The Centers for Disease Control and Prevention, with the blessing of the White House, is starting a five-year campaign to increase HIV/AIDS awareness in the United States.
By Kelly Chernenkoff
FOXNews.com
Wednesday, April 08, 2009
In the hopes of plucking the HIV and AIDS crisis from the abyss of public apathy, the Centers for Disease Control and Prevention, with the blessing of the White House, announced Tuesday a five-year nationwide public awareness campaign called "Act Against AIDS."
Though President Obama has expressed his desire to loosen the negative grip that HIV/AIDS has on people's perceptions, the real fuel for this campaign comes from the CDC, in the amount of roughly $45 million.
According to data released by the CDC, in the United States each year, approximately 56,000 people get infected with HIV and more than 14,000 die from AIDS.
The first phase of the program is called "9½ Minutes," that's the frequency with which someone in the United States becomes infected with HIV. To highlight this problem, the CDC has set up www.NineAndaHalfMinutes.org, which has both facts and figures on the HIV infection rate and the resources to address it.
In a press rollout that also included the president's domestic policy advisor, Dr. Kevin Fenton, director of the CDC's center that deals with HIV and AIDS prevention, announced that the impetus for these efforts was the "serious threat to the health of our nation. And that threat is complacency."
The effort to address that complacency and to jolt the public's awareness will include a variety of venues: video, audio, print, online, and even messages on subway cars.

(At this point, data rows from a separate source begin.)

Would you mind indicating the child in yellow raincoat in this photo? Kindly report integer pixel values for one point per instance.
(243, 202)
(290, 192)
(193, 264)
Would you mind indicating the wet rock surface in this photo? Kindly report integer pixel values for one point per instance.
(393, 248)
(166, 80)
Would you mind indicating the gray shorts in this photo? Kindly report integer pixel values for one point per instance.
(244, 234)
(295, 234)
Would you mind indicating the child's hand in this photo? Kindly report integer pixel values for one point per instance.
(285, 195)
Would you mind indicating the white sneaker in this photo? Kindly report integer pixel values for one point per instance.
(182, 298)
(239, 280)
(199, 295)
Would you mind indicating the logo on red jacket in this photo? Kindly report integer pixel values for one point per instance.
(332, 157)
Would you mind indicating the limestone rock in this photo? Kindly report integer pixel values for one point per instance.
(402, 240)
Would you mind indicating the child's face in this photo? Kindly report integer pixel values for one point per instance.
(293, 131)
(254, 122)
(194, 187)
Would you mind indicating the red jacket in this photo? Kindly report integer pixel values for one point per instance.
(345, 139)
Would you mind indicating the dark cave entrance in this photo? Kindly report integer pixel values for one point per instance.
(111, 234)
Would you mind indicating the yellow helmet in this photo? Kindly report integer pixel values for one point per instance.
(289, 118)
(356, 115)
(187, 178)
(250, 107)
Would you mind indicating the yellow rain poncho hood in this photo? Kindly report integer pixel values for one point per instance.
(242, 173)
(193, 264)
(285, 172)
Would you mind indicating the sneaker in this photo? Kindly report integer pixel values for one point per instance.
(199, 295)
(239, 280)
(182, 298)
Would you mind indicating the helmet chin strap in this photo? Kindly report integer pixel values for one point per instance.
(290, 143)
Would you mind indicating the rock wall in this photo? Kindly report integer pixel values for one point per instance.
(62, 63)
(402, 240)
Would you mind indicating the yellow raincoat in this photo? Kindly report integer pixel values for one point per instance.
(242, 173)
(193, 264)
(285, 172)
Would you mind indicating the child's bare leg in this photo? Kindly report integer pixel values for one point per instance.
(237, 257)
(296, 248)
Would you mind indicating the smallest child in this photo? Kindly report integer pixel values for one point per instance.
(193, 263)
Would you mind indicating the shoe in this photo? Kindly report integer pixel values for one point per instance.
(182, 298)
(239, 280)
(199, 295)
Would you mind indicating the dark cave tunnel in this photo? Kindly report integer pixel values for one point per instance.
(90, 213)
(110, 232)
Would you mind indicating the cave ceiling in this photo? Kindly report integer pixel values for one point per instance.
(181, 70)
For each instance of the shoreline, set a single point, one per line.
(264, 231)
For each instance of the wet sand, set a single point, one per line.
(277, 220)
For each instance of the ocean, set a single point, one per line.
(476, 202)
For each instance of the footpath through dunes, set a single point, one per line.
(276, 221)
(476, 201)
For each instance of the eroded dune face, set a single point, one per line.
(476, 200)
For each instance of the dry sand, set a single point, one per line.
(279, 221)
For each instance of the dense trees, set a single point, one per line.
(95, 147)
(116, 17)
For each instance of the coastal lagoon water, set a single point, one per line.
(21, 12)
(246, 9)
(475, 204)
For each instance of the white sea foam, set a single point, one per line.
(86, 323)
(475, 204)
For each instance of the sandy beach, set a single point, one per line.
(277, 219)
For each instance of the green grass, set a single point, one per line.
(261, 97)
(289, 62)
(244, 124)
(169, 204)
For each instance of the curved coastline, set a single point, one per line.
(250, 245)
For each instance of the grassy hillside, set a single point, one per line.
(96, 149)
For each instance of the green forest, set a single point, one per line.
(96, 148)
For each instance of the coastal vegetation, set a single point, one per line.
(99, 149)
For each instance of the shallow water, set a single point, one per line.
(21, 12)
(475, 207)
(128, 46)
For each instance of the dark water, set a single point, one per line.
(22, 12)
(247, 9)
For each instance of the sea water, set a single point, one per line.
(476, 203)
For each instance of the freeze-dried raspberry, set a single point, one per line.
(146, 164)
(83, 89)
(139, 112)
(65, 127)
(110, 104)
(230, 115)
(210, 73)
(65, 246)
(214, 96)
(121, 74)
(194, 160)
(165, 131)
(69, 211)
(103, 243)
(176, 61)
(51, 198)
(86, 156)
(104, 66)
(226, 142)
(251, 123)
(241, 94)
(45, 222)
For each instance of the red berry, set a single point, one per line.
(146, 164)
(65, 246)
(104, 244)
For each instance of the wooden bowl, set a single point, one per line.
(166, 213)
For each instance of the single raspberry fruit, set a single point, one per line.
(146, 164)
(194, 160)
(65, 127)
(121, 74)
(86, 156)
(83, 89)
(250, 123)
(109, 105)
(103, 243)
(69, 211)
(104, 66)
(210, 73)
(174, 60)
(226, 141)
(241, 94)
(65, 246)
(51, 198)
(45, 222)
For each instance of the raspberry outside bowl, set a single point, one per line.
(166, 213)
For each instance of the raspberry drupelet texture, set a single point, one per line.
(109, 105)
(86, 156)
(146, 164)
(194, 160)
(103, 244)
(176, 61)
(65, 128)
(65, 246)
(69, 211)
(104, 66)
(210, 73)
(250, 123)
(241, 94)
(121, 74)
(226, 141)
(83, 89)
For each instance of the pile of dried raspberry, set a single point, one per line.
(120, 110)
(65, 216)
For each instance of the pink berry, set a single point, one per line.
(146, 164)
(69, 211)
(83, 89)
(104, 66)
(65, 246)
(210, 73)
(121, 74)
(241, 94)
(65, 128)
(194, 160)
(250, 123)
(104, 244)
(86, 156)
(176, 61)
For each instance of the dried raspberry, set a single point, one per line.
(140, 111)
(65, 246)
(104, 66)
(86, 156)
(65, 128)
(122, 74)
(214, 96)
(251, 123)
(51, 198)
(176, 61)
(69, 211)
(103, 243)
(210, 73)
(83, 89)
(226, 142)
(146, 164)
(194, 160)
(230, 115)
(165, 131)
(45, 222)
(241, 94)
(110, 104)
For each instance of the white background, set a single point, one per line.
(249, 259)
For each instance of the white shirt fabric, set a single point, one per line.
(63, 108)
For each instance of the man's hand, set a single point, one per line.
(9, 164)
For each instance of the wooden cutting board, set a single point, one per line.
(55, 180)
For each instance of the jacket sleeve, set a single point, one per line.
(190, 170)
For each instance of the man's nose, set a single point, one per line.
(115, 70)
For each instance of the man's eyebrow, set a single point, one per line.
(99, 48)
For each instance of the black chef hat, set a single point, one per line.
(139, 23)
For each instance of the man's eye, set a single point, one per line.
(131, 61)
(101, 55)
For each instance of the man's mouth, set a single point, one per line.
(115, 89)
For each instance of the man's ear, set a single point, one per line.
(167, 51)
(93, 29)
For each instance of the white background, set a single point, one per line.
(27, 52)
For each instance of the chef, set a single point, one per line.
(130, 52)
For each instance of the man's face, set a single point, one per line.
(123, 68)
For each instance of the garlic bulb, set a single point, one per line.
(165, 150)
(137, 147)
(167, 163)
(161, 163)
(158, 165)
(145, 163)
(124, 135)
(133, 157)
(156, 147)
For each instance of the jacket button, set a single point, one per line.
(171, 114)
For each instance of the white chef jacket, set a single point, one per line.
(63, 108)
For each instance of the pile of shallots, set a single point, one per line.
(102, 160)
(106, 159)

The campaign will focus on the populations most severely affected by HIV, beginning with African-Americans.
In getting their message out, the CDC will team up with 14 African-American organizations, including well-known groups like the NAACP and The National Urban League. The CDC says that though the African American community makes up just 12 percent of the U.S. population, but represents roughly half of the new HIV infections and AIDS deaths every year.
Famed civil and women's rights advocate and chairwoman of the National Council of Negro Women Dorothy Height punctuated the concerns of the African-American community when she said, simply, "This is personal. This is important."
As the five-year campaign continues, other high-risk groups will be targeted like Latinos and other communities "disproportionately impacted," advocates say.